A pesar de la carga, prudencia y temor aceleraban la soltura de nuestras piernas.
—Lindo golpe.
—Sí, lindo.
—¿Que opinás, Lucio, que dejemos esto en tu casa?
—¿Y si va la "cana" a requisar?
—No digas estupideces, mañana mismo reducimos todo.
—¿Cuántas bombas traeremos?
—Treinta.
—Lindo golpe— repitió Lucio —¿y de libros?

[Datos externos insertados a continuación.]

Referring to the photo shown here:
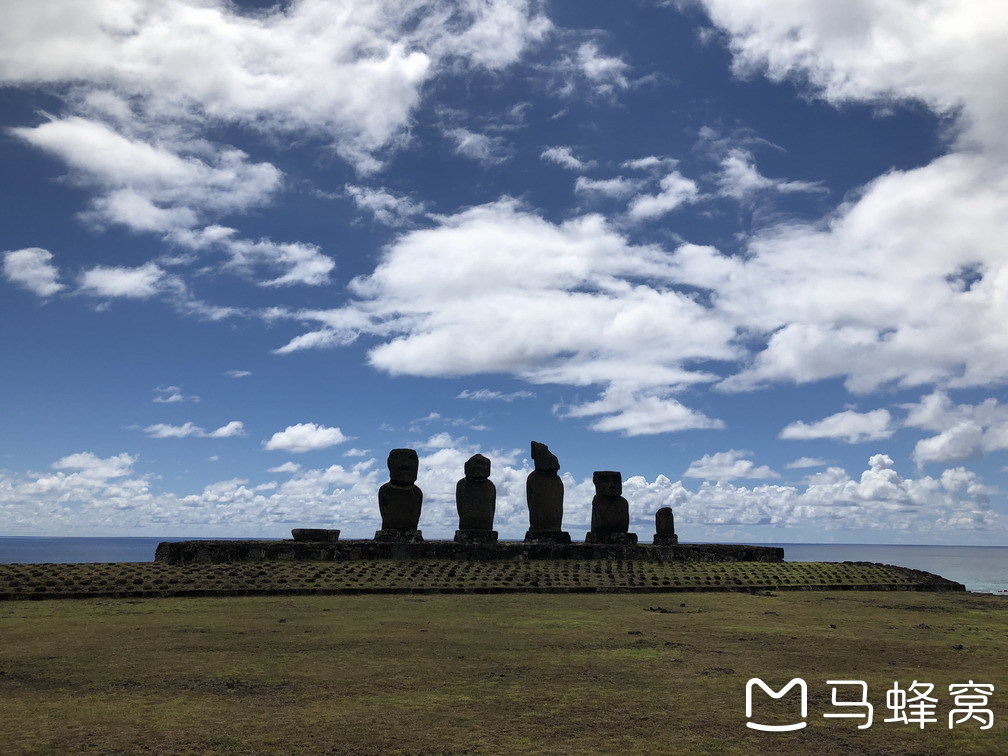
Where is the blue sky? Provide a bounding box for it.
[0,0,1008,544]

—Más o menos yo calculé setenta pesos— dijo Enrique.
—¿Qué hora tenés Lucio?
—Deben ser las tres.
—¡Qué tarde!
No, no era tarde, más la fatiga, la angustia remota, las tinieblas y el silencio, los árboles goteando en nuestras espaldas enfriadas, todo ello hacía que la noche nos pareciera eterna, y dijo Enrique con melancolía:
—Sí, es demasiado tarde.
Estremecidos de frío y cansancio, entramos a la casa de Lucio.
—Despacio ché, no se despierten las viejas.
—¿Y dónde guardamos esto?
—Espérensen.
Lentamente giró la puerta en sus goznes. Lucio penetró a la habitación e hizo girar la llave del conmutador.
—Pasen ché, les presento mi bulín.
El ropero en un ángulo, una mesita de madera blanca, y una cama. Sobre la cabecera del lecho extendía sus retorcidos brazos piadosos un Cristo Negro, y en un marco, en actitud dolorosísima, miraba al cielorraso un cromo de Lida Borelli.